Figure 3 presents the same analysis, but it is limited just to the nonreligious. Figure 3 is substantially different from Figure 2. The first notable difference in scores is that, for the nonreligious, sexual and gender categories are much less important than are religious categories. For instance, heterosexual Christians and Muslims are viewed substantially less favorably than are homosexual atheists and nonreligious individuals. Certainly sexual and gender identities still matter, but religious affiliation is a more influential characteristic for the nonreligious than it is for the religious. However, this may be because nonreligious individuals simply have less prejudice against sexual and gender minorities, which can also be seen in comparing Figures 2 and 3. At a very basic level, the range of scores is interesting. In Figure 2, the lowest rated intersected identity, Transgender Muslim Individuals, has a mean score of 57.91, almost 20 points lower than the mean score for the same identity in Figure 3. In other words, the religious people in our sample held substantially more negative views toward some categories of people than did the nonreligious individuals.

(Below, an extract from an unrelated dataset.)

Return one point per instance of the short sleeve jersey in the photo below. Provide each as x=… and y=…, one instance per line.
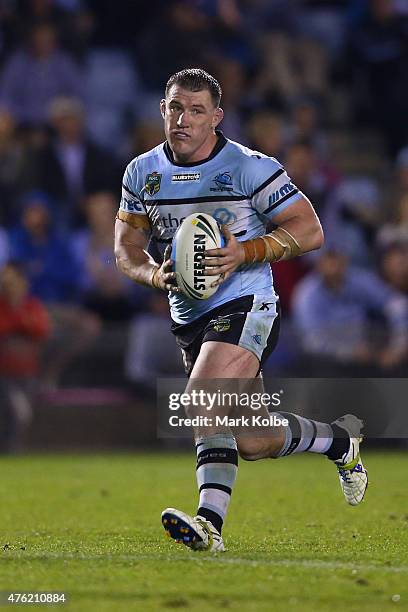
x=239, y=187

One of the problems with trying to examine intersectionality quantitatively is that you end up with lots of variables or categories in variables. We thus sought to further examine whether or not it was possible to reduce the number of variables. While this may appear counter to intersectional premises on the surface, it allows us to – as Collins (1990; 2005) suggests – explore both the unique variations created by intersectional categories (as shown above), and the most salient dimensions facilitating unequal outcomes for people occupying varied social locations (see also Grollman (2012) on Multiple Disadvantage patterns revealed via prominent intersectional effects in relation to health). As such, we utilize factor analysis to visually demonstrate the most prominent intersections of power facilitating variation in respondents’ interpretations of religious and nonreligious people of different sexual and gender identifications (see also Browne & Misra 2003).
The use of factor analysis makes it easier to identify prominent intersections or categorical distinctions respondents make when considering variations in religious, gender, and sexual identifications. To this end, we took the twenty intersectional gender, sexuality and religious identifications, and factor analyzed them using principle components factor analysis with Varimax rotation and Kaiser normalization. Table 4 presents the results of these analyses for all participants in our sample.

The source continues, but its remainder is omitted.